When a TCP session corresponding to the TCP packet is maintained within semantic processor 400, in a next decision block 540, the semantic processor 400 determines whether the TCP packet coincides with the current state of the TCP session. The SPU 460 may retrieve the state of the maintained TCP session, e.g., one or more non-terminal (NT) symbols, for the DXP 450. These NT symbols point to specialized grammatical production rules that correspond to each of the TCP states and control how the DXP 450 parses the TCP packet.
For instance, when the TCP packet is a SYN packet and its corresponding TCP session is already established, the TCP SYN packet does not coincide with the state of the TCP session and thus is discarded (at block 580) without further processing. Alternatively, when the TCP packet is a TCP data packet or a TCP FIN packet in an already established TCP session, the DXP 450 parses the packet according to the state of the TCP session in a next block 550.
Upon completion of parsing by the DXP 450, the SPU 460 may forward the 5 TCP packet to the destination address for a networking device 140, or send the payload to another semantic processor 400 where it is provided to the networking device 140 in a local session 124. The SPU 460 performs any reassembly or cryptography operations, including decryption and/or authentication, before forwarding the packets in the TCP session to the networking device 140. The processed packets are provided to output buffer 440, or to PCI bus 482 via PCI-X interface 480, after the processing operations have been completed by SPU 460.

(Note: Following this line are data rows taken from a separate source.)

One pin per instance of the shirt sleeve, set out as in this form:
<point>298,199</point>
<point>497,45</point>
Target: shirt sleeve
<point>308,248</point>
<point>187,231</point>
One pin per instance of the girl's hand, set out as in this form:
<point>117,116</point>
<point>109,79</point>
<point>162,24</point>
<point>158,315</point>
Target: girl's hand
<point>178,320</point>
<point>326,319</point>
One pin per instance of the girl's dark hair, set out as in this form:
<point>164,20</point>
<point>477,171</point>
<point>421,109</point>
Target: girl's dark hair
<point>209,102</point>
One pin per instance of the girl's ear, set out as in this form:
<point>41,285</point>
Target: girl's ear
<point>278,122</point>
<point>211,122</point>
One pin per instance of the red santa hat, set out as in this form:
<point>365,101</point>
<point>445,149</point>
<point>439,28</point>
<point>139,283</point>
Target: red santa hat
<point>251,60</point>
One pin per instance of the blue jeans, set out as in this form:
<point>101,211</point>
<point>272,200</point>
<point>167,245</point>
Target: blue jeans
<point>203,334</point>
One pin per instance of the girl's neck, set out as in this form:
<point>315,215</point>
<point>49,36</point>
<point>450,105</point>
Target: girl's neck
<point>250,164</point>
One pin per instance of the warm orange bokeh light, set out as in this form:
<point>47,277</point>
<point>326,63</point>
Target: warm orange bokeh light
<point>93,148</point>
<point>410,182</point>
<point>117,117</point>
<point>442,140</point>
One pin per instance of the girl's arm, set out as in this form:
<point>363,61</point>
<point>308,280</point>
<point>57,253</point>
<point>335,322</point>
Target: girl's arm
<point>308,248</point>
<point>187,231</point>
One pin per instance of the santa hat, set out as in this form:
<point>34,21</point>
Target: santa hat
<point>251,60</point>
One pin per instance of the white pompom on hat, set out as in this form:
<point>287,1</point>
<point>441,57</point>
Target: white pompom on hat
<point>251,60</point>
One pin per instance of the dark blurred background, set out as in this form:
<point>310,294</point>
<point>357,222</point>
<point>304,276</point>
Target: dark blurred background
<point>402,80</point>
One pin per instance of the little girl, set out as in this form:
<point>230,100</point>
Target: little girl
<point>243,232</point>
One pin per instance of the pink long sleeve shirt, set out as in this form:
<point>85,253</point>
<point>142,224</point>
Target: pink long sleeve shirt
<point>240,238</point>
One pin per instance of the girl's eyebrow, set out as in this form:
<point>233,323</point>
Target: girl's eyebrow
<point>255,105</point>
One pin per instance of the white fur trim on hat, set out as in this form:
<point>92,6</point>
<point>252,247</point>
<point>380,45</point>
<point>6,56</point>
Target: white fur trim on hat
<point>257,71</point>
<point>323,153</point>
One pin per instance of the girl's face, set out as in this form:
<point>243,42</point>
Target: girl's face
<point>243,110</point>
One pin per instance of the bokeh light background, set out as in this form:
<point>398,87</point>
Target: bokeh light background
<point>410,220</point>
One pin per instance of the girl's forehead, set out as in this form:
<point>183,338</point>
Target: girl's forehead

When, at decision block 530, a TCP session corresponding to the TCP packet is not maintained within semantic processor 400, in a next decision block 560, the semantic processor 400 determines whether the TCP packet is a SYN packet attempting to establish a TCP session with semantic processor 400. The DXP 450 may determine if the TCP packet is a SYN packet by parsing the SYN flag in the TCP header.
When the TCP packet is not a SYN packet, in the next block 580, the semantic processor 400 discards the packet from the input buffer 430. The SPU 460 may 20 discard the packet from the input buffer 430 when directed by DXP 450.
When the TCP packet is a SYN packet, in a next block 570, the semantic processor 400 open a TCP session according to the TCP SYN packet. The SPU 460, when directed by DXP 450, executes microinstructions from semantic code table 456 that cause the SPU 460 to open a TCP session. The SPU 460 may open the TCP session by sending a TCP ACK message back to the source address identified by the TCP SYN packet and by allocating a context control block within memory subsystem 470 for maintaining information, including the state of the session, and packet sequencing and window sizing information. Execution then returns to block 510, where semantic processor 400 receives subsequent packets at input buffer 430, and the DXP 450 parses the subsequent packets corresponding to the established TCP session.
One of ordinary skill in the art will recognize that the concepts taught herein can be tailored to a particular application in many other advantageous ways. In particular, those skilled in the art will recognize that the illustrated embodiments are but one of many alternative implementations that will become apparent upon reading this disclosure.
The preceding embodiments are exemplary. Although the specification may refer to “an”, “one”, “another”, or “some” embodiment(s) in several locations, this does not necessarily mean that each such reference is to the same embodiment(s), or that the feature only applies to a single embodiment.